Impacted, she heard the sudden thickening in his voice, knowing his emotions had risen to the surface. For a split second, she saw Ram as a little boy, alone, with no one around him. Had he been socially stunted within his family while growing up? Did his parents not have time for him? Had he been neglected? Did his parents ever hug, kiss, or show they loved one another in front of him?
Ali believed the answer to all those questions was “no” from the way he was casting about asking such teenager type of questions. He was like a fish that had been tossed out of the water, flopping awkwardly on land, helpless. As confident, bold, and brazen as Ram was as a military leader, he was equally unsure of himself socially, especially with her.
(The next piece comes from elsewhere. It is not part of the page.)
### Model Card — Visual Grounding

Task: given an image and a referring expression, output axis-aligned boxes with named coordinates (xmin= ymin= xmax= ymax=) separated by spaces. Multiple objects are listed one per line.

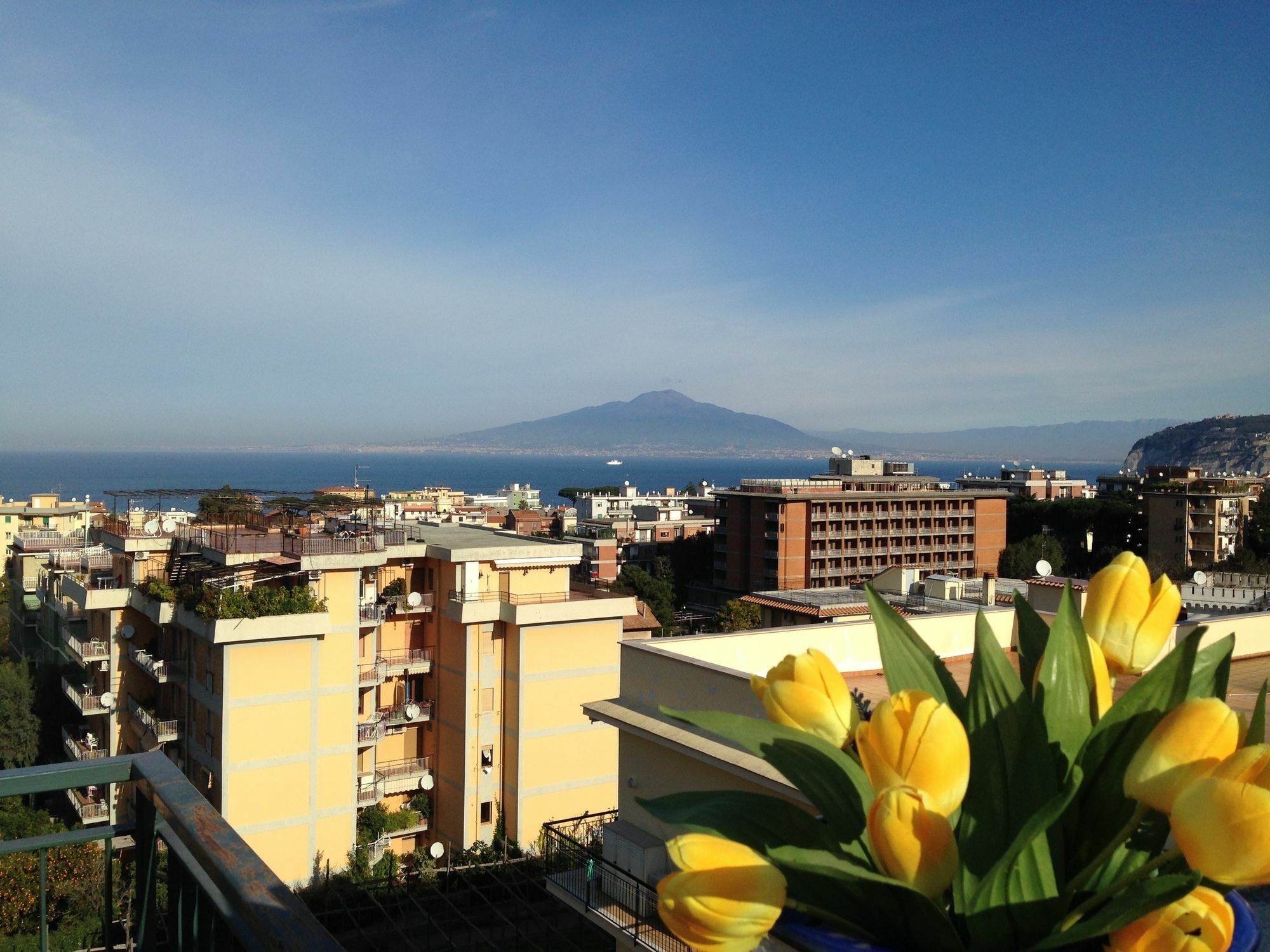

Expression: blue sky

She could feel him grasping to understand, appearing to be on unstable ground with her because his questions were something a younger person, without experience, might ask.
“I feel our personal connection with one another is changing, Ram.” She tried to think clearly about this because she knew he was hanging on every word she said. “I like what’s happening between us. I enjoy our time together now, our private talks. I like laughing with you. I like seeing you smile because it makes me feel good inside when you do.”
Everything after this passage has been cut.